Richard Pineda Rumbo sabía que le esperaba cadena perpetua, por lo cual optó por aceptar el acuerdo con la Fiscalía del condado de Gwinnett de declararse culpable a cambio de una sentencia menor y de esta manera evitar un posible largo y costoso juicio.

Tras escuchar su condena, el joven mexicano agachó su cabeza y esperó a que los guardias de la Oficina del Alguacil de esa localidad lo tomaran nuevamente de sus brazos y lo sacaran de la sala para llevarlo al que será su nuevo hogar por muuuucho tiempo.

Actualmente tiene 31 años, por lo cual, si todo sale bien volverá a ver la luz del sol a la edad de 66 años.
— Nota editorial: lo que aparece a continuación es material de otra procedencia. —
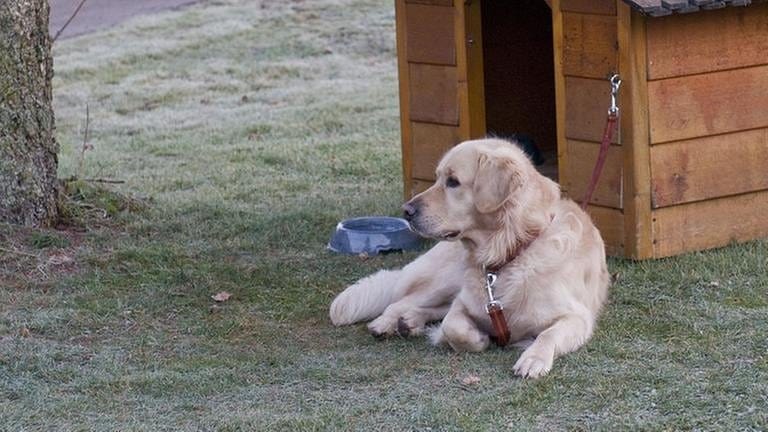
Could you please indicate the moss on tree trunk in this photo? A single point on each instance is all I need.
(28, 186)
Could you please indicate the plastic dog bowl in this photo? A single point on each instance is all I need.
(372, 236)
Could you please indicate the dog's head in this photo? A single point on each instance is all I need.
(476, 181)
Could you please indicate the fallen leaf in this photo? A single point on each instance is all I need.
(470, 380)
(221, 296)
(60, 259)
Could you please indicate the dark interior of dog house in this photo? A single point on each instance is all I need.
(519, 77)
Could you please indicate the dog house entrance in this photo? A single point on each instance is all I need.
(520, 78)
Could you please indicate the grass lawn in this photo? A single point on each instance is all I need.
(243, 132)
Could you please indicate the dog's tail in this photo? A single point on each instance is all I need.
(366, 299)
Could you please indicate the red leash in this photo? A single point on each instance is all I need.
(610, 125)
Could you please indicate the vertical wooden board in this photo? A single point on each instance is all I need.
(708, 104)
(430, 142)
(708, 224)
(708, 41)
(560, 95)
(582, 157)
(433, 94)
(633, 101)
(590, 45)
(430, 34)
(600, 7)
(586, 108)
(404, 88)
(709, 167)
(469, 53)
(610, 222)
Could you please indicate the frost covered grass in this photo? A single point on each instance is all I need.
(248, 129)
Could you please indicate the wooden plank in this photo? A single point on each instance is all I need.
(586, 108)
(582, 157)
(598, 7)
(634, 134)
(430, 142)
(699, 43)
(433, 94)
(431, 2)
(708, 224)
(653, 7)
(610, 222)
(404, 93)
(709, 167)
(430, 34)
(714, 103)
(560, 96)
(471, 89)
(590, 46)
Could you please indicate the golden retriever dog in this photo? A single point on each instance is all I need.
(493, 212)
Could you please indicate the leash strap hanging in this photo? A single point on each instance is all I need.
(496, 312)
(610, 125)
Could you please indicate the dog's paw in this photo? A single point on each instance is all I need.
(382, 327)
(532, 365)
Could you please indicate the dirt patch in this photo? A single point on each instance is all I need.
(101, 14)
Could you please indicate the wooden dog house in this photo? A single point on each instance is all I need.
(688, 167)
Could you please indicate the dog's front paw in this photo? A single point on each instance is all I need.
(533, 365)
(382, 327)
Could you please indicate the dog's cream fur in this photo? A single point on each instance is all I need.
(488, 204)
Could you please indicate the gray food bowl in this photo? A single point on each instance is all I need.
(373, 235)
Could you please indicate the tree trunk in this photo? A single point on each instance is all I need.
(28, 186)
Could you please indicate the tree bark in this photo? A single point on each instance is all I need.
(28, 185)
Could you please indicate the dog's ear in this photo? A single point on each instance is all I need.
(495, 180)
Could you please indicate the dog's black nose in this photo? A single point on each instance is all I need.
(409, 211)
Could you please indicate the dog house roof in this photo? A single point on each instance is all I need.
(667, 7)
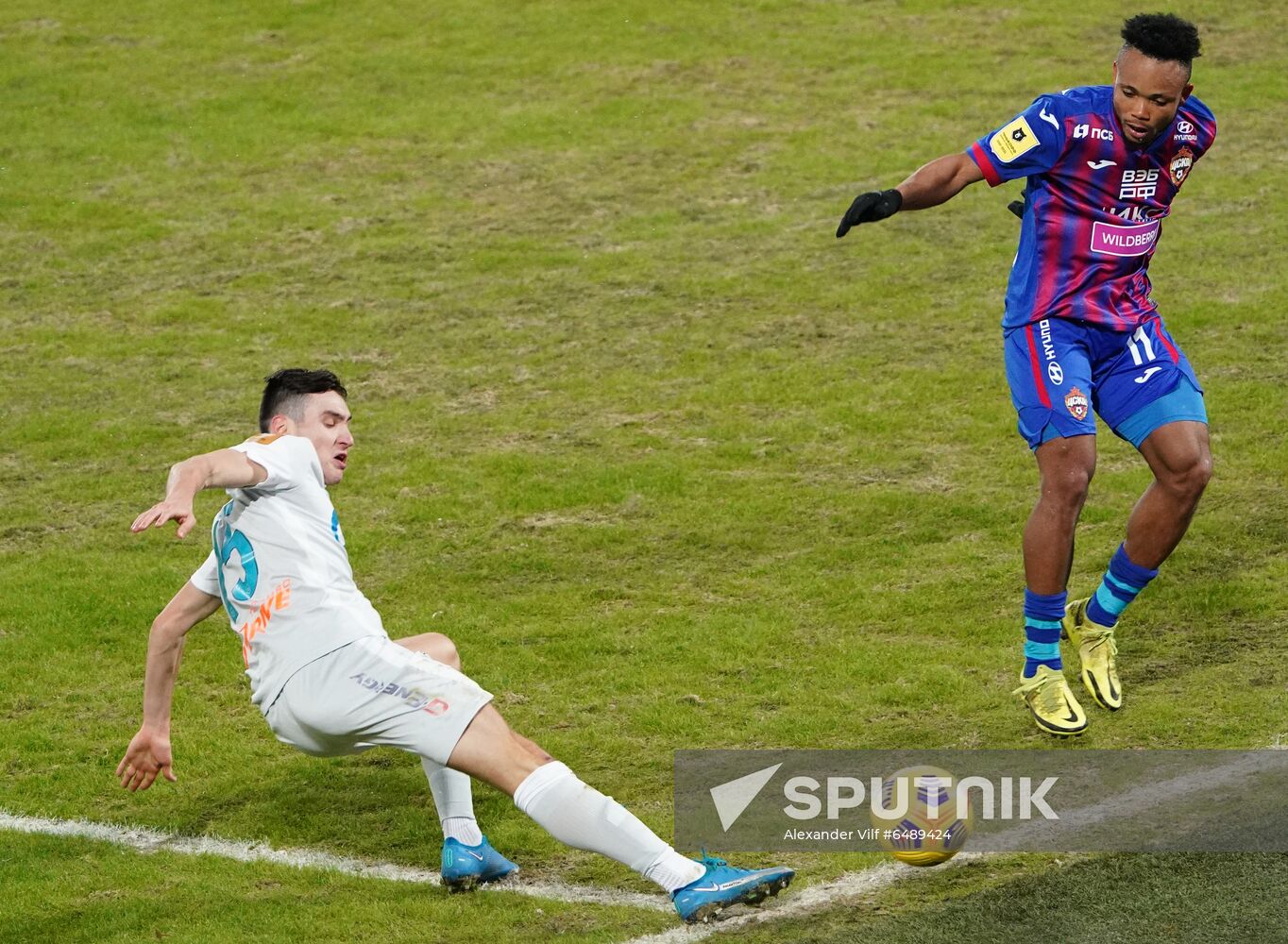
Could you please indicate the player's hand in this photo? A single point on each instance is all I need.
(147, 756)
(870, 208)
(168, 510)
E inmediatamente, metieron a otro recluso Irving Arroyo Pérez, de 26 años. Su rostro se veía cansado, y tengo una idea de por qué.

Me han dicho muchos de los que han estado presos en la cárcel de Gwinnett que dormir ahí es un verdadero calvario.

Las luces nunca se apagan y que cada tres o cuatro horas los levantan a todos y hacen conteo para asegurarse de que nadie se haya escapado, como que si fuera tan fácil romper esas paredes de concreto sólido y escalar los enormes alambrados metálicos…

Arroyo Pérez se paró ante el juez y ambos hicieron contacto visual. ¿Cómo se ha sentido? Le preguntó el magistrado.

“Bien”, fue la escueta respuesta del joven, también de origen mexicano.

Al ver que era de pocas palabras el juez fue al grano: “por haber aceptado voluntariamente su culpabilidad lo voy a condenar a 25 años de prisión”.

Arroyo Pérez no se inmutó y al igual que su cómplice, esperó a que sus custodios lo sacaran del tribunal.